At Stone’s trial, prosecutors argued that “truth still matters.” They claimed Stone lied to Congress because “it would look really bad for his longtime associate Donald Trump” if Stone had told the truth.
Trump was incensed. He weighed in on Twitter, claiming Stone had been treated unfairly. He suggested the judge was biased and Stone deserved a new trial. In the meantime, Attorney General William Barr intervened in Stone’s case. He publicly ridiculed prosecutors’ request — after it had been filed with the judge — that Stone face seven to nine years in prison for his crime.
Barr insisted he did not intervene at Trump’s behest, but because Barr believed the original sentence recommendation was excessive.

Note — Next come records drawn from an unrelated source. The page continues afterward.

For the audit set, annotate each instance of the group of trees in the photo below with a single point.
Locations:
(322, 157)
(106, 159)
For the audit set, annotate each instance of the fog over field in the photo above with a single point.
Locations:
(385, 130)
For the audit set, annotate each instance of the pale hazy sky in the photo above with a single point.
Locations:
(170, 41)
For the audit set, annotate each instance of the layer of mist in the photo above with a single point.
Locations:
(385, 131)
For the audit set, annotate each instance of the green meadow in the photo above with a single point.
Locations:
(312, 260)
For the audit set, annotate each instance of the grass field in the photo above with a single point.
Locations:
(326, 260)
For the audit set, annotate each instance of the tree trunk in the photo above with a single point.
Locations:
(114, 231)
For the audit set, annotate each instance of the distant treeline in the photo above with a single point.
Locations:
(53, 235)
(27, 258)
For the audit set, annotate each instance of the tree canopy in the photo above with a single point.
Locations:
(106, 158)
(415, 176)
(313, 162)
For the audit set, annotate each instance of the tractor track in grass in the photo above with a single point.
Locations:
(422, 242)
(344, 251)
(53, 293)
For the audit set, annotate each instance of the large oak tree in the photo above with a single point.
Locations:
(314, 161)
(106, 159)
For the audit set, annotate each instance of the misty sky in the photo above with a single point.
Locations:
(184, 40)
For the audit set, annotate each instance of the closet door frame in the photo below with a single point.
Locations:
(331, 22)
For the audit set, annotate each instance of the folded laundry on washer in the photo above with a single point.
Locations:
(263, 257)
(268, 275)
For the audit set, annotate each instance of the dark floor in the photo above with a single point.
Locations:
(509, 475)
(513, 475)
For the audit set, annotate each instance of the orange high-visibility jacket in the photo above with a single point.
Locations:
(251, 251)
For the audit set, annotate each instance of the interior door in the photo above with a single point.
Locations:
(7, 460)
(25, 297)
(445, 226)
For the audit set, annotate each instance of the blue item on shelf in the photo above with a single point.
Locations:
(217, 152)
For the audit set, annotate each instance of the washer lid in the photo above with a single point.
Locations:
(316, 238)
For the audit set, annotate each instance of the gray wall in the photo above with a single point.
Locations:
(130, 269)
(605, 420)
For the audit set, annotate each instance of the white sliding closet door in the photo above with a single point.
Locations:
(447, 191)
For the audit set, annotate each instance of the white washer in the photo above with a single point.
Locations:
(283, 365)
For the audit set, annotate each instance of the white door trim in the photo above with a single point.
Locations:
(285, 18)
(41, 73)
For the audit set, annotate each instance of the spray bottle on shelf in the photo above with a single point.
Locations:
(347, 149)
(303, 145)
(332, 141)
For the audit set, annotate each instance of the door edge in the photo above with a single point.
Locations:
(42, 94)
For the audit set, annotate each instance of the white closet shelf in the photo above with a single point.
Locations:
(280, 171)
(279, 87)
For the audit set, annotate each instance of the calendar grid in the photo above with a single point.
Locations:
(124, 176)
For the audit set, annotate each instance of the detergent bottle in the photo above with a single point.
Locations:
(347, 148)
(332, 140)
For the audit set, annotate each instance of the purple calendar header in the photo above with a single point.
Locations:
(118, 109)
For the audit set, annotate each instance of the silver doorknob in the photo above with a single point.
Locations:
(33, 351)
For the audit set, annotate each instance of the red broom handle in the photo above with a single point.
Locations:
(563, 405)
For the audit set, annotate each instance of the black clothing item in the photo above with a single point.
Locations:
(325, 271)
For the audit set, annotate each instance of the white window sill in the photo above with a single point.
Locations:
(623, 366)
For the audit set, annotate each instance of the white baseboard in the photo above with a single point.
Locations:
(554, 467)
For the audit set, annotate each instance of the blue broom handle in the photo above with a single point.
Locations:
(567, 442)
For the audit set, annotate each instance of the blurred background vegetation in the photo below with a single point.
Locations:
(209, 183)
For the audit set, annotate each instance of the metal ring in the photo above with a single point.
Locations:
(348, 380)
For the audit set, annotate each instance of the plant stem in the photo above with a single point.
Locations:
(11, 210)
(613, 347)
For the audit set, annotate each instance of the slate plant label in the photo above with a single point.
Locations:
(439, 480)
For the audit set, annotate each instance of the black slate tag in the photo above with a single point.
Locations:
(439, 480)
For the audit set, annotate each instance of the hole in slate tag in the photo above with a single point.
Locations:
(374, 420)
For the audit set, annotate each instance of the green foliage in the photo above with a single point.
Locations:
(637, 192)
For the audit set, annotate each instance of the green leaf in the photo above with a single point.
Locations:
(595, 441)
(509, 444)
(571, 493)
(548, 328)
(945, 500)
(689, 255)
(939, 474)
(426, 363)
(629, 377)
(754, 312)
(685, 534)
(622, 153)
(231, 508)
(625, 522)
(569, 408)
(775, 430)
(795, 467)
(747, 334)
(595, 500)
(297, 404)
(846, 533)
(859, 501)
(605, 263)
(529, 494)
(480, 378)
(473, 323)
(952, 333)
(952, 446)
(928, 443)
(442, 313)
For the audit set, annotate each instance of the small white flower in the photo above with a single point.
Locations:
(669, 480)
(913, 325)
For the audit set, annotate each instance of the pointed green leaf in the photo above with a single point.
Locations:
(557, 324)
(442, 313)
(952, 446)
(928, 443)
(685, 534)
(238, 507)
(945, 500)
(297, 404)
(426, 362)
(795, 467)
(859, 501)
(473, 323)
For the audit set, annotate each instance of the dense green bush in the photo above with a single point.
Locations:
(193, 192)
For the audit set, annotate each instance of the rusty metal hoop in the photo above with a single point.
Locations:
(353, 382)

But after Justice Department leadership interjected, the two prosecutors who argued for the truth and made the case that Stone committed crimes in part to protect the President, both resigned from the case. The two other prosecutors on the case resigned as well.

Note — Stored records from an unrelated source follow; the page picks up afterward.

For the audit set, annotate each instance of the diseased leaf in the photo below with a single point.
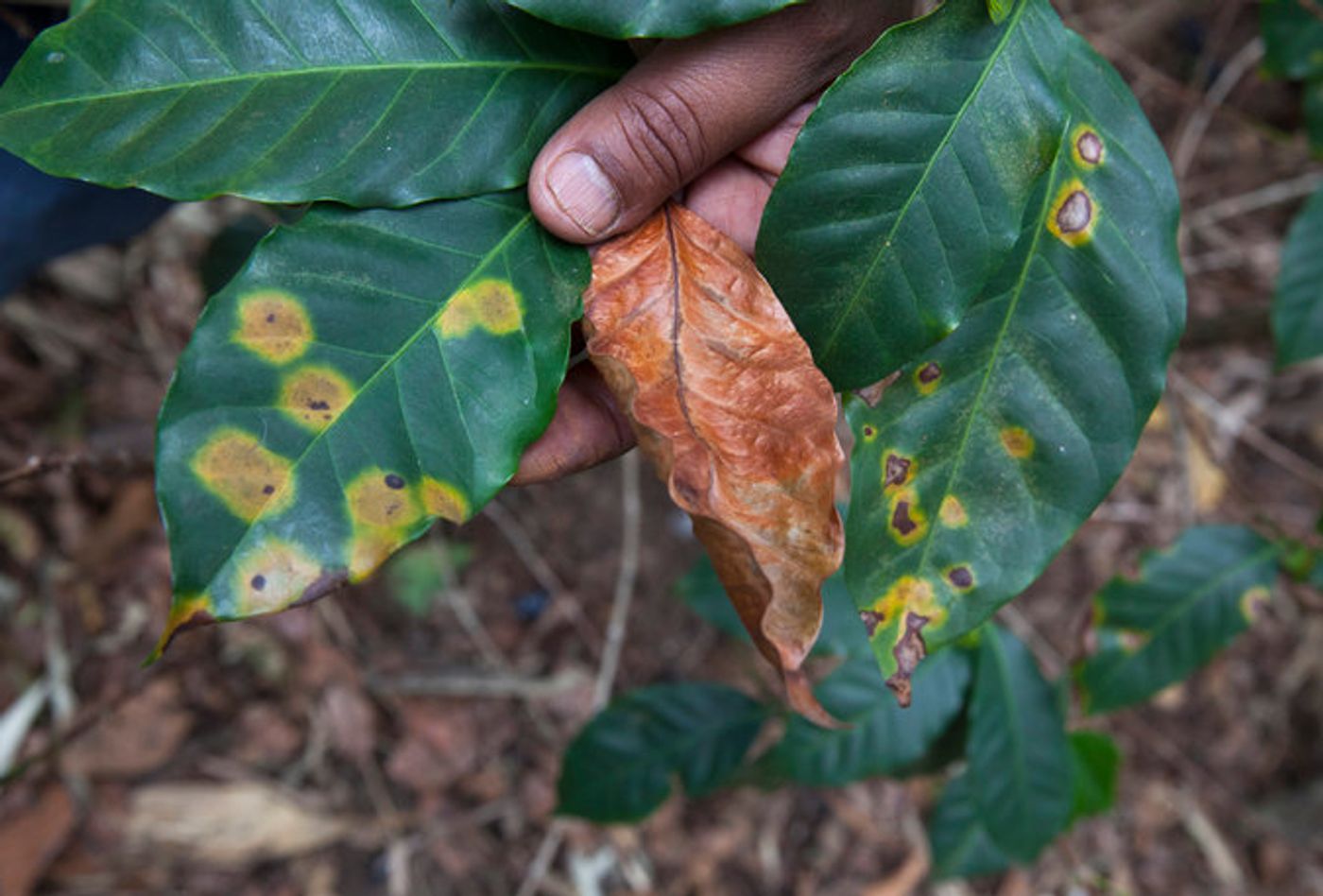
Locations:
(840, 634)
(1094, 766)
(1018, 750)
(1293, 37)
(986, 456)
(730, 406)
(366, 373)
(959, 840)
(619, 767)
(1298, 302)
(883, 739)
(631, 19)
(368, 102)
(906, 188)
(1188, 602)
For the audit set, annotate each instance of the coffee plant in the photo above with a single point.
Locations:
(978, 214)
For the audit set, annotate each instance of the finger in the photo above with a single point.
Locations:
(588, 429)
(730, 198)
(684, 108)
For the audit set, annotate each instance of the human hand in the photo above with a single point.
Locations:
(713, 115)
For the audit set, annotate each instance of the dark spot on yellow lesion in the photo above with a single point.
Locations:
(961, 577)
(896, 470)
(902, 521)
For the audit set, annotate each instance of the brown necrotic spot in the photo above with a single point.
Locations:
(961, 577)
(315, 396)
(896, 470)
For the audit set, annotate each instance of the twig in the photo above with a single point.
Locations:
(37, 466)
(631, 514)
(1274, 194)
(1193, 135)
(1247, 433)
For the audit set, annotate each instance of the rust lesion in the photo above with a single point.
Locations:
(909, 653)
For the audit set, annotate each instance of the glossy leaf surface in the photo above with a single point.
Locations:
(1187, 604)
(1094, 767)
(631, 19)
(883, 739)
(366, 373)
(989, 452)
(1293, 37)
(621, 767)
(959, 842)
(1018, 750)
(1298, 302)
(908, 185)
(368, 102)
(734, 416)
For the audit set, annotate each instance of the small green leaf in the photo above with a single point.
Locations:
(840, 635)
(883, 739)
(999, 9)
(634, 19)
(1298, 302)
(1018, 750)
(364, 374)
(908, 185)
(619, 767)
(1188, 602)
(1293, 37)
(368, 102)
(1094, 767)
(959, 840)
(988, 455)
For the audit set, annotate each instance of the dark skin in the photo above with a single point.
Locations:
(713, 116)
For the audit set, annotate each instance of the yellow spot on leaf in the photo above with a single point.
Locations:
(383, 499)
(490, 304)
(906, 523)
(1253, 601)
(953, 512)
(187, 612)
(315, 396)
(1087, 147)
(274, 326)
(273, 576)
(1018, 442)
(445, 501)
(250, 479)
(1074, 215)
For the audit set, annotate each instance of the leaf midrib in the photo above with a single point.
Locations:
(387, 367)
(412, 68)
(1011, 29)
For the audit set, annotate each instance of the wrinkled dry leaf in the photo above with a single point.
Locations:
(228, 823)
(740, 422)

Zelinsky testified to Congress in late June he knew of political pressure “from the highest levels” of the Justice Department to cut Stone a break.
Stone’s campaign pays off
Stone pointed out the Jesup, Georgia, prison has 20 inmates who’ve tested positive for coronavirus. Two weeks ago, when Stone was originally set to report, that prison had no confirmed cases.
Stone had been bearish that the appeals court would allow for another delay. On Instagram, he wrote that his request for a delay is a “Hail Mary appeal” that the appeals court “may or may not grant.”
There were periods where the two men barely spoke. In a 2008 interview in The New Yorker, Trump said, “Roger is a stone-cold loser. … He always tries taking credit for things he never did.”
But they always reconciled.
The Mueller report also raised the possibility that Trump had lied to investigators in sworn answers about his communications with Stone regarding WikiLeaks.